Copper also plays an enormous role in parasite resistance. Goats that are copper deficient also tend to have very high internal parasite loads. Internal parasites rob nutrients and calories from goats and cause them to be more prone to other diseases, have fertility and lactating trouble, can cause fatal diarrhea, cause weight loss and poor growth, and cause anemia. Anyone who raises goats for any period of time learns about the role internal parasites cause. The old joke is that you aren’t goat farming, your parasite farming! It can be extremely difficult to manage internal parasites when a goat is copper deficient. All the dewormers and medicines in the world won’t be able to help until you get the goat on track with mineral supplementation. 

I recommend using Copasure Sheep and Goat copper boluses at least every 6 months. Dose each goat at 1 gram of copper per 22 lbs (or 1 gram per kilogram). Copper boluses are little gel capsules that contain small copper rods. The rods are meant to be ingested by the goat and then slowly absorbed through the rumen wall. When dosing your goats with boluses, it is important to maximize their chances of staying lodged in the rumen for slow absorption. Give the boluses on an empty stomach and don’t feed the goat anything for at least 1 hour after dosing. Use a balling gun to insert the bolus in the back of the goat’s throat so they are forced to swallow it without chewing. Follow the dosing with a slug of selenium/E gel or Probios gel. The gel will stick to the boluses and help them to stay in the rumen. 

The final thing you need to do to supplement goats living in the ADKs is to give them selenium. Goats need selenium to help with muscle contraction and growth. Selenium deficiency is most often seen in newborn baby goats who are born with curled under ankles and can’t get up within 15 minutes of birth. Baby goats can also suffer from “White Muscle Disease” which is severe selenium deficiency to the point where their heart fails a few days to a few weeks after birth. They don’t have enough selenium to stay alive. 

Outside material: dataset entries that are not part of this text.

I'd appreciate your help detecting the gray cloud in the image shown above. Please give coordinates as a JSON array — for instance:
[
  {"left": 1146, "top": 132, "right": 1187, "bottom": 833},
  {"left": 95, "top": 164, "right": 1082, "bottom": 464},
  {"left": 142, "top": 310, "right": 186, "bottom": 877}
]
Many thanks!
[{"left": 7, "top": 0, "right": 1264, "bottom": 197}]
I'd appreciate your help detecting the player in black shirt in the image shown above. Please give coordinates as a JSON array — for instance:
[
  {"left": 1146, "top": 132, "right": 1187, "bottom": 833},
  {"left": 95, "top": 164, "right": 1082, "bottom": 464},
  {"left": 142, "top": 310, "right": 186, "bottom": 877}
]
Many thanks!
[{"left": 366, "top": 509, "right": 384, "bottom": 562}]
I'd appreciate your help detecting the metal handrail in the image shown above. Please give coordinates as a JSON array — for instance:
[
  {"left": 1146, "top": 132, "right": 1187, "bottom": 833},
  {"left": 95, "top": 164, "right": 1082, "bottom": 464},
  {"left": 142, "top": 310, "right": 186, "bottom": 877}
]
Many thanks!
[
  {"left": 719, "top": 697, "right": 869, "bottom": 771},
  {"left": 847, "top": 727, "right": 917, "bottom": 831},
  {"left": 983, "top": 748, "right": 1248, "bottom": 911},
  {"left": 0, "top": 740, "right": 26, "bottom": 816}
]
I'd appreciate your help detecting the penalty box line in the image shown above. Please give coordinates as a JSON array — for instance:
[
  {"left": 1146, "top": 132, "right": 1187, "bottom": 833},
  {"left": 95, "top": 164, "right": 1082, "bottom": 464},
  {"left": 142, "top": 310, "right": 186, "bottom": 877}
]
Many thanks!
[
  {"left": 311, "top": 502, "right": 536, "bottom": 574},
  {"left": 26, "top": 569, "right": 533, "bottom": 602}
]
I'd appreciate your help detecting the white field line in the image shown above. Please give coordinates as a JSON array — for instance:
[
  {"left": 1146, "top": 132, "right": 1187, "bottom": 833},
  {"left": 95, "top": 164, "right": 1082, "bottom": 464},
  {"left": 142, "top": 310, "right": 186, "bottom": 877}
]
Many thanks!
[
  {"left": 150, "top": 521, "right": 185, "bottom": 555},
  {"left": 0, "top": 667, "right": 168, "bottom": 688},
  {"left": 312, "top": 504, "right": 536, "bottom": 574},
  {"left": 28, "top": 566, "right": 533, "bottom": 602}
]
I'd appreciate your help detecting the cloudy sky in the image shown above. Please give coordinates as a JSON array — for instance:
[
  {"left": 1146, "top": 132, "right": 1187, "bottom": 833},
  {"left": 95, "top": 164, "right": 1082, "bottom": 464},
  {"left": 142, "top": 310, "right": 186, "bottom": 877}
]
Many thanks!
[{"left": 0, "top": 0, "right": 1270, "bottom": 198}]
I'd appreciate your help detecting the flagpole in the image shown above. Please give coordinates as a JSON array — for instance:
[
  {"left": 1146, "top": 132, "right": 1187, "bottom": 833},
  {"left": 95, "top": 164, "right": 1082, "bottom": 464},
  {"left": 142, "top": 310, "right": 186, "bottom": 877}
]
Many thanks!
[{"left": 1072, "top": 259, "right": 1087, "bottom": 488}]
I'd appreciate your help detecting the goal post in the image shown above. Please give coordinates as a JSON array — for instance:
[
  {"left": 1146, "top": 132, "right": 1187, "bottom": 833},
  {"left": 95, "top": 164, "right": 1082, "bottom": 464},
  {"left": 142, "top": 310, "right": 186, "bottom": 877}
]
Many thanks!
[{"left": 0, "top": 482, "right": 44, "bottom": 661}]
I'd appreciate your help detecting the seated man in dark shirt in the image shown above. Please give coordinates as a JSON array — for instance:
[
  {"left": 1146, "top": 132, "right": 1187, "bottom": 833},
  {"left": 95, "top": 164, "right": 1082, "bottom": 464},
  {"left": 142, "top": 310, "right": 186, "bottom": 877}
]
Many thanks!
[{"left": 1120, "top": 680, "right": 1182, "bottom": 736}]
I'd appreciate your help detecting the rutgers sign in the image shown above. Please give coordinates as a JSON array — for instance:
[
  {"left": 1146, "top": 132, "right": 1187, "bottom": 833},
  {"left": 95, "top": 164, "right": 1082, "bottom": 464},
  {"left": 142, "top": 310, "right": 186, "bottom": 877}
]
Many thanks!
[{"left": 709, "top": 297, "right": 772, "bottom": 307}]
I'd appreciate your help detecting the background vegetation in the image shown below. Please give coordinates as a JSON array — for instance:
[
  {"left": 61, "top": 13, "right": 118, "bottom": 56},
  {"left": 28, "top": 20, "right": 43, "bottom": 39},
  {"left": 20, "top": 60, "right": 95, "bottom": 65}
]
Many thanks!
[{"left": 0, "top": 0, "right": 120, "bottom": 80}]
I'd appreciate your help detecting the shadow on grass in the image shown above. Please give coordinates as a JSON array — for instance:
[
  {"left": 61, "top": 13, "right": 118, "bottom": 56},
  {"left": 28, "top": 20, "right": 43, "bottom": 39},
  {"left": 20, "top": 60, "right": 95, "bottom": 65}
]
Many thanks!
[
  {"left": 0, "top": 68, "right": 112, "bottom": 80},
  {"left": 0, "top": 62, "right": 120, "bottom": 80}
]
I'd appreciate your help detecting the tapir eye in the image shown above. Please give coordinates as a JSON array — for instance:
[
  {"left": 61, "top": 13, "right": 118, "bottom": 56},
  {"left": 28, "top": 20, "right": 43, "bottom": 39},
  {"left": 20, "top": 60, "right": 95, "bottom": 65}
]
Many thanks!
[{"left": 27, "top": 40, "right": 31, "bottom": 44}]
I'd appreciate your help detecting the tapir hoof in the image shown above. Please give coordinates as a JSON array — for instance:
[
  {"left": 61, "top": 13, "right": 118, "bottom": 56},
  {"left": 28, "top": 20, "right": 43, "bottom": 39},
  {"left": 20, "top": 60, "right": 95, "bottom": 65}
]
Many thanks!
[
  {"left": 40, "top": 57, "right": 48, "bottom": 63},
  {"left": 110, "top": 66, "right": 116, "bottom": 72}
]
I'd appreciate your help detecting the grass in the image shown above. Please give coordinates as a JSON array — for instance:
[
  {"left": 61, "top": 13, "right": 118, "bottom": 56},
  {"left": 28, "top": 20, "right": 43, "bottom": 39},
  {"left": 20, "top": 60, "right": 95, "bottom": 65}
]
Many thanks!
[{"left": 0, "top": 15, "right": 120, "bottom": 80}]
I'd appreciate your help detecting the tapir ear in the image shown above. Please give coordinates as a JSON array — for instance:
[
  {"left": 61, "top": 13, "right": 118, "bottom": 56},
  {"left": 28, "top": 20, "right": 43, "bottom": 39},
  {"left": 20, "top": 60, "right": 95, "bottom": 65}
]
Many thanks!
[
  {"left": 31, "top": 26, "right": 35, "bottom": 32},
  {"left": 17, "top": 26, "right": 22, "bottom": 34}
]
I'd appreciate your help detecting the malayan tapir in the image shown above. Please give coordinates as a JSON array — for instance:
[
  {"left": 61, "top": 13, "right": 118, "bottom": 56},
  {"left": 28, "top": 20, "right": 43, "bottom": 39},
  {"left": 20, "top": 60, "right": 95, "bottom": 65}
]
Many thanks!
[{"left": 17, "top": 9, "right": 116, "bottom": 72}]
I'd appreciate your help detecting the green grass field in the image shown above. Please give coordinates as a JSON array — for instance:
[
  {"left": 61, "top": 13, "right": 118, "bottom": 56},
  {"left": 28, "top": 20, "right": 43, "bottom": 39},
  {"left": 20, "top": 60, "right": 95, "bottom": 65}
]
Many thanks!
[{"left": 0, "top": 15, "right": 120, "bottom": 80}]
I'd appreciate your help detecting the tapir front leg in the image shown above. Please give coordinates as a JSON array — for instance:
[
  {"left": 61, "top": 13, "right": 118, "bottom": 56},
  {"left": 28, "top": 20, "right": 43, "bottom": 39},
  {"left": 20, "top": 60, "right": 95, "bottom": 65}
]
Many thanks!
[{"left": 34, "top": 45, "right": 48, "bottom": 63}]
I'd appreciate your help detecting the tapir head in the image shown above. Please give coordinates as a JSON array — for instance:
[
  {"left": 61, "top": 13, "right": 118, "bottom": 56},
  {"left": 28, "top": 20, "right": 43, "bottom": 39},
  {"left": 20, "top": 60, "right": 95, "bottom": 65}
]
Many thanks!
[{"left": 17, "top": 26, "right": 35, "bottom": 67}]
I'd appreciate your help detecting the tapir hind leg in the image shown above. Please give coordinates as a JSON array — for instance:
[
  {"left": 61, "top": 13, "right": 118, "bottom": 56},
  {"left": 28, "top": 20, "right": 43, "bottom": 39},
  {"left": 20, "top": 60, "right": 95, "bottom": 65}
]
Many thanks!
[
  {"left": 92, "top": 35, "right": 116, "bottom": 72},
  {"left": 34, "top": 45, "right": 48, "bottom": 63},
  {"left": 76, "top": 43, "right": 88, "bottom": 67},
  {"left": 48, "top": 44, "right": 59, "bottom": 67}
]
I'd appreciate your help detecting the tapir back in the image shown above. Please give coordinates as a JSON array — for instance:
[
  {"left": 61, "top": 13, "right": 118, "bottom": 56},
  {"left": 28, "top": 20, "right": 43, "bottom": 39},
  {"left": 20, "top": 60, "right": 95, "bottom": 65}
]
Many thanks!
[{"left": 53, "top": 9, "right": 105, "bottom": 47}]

Selenium is a micro-nutrient and is only needed in very small amounts. Selenium overdose is possible and it can be fatal. Luckily there are selenium supplement products available that are easy to use and hard to overdose. I prefer to use Selenium/Vitamin E Gel in my goats. Many people recommend using the prescription supplement called Bo-Se or Mu-Se. Unfortunately another lovely feature of living in the ADKs (besides crappy soil) is that we have no veterinarians who will treat goats. So getting a prescription supplement is out of the question for me. The gel works great so I don’t have a problem using it. I dose all of my goats once a month with the gel. My pregnant goats get extra bi-monthly doses in order to help the kids. 

In conclusion, be sure to evaluate the soil of your area before deciding on what minerals your goats might need more of. If you live in Northern NY, please be sure to supplement your goats with loose minerals, copper boluses, and selenium gel.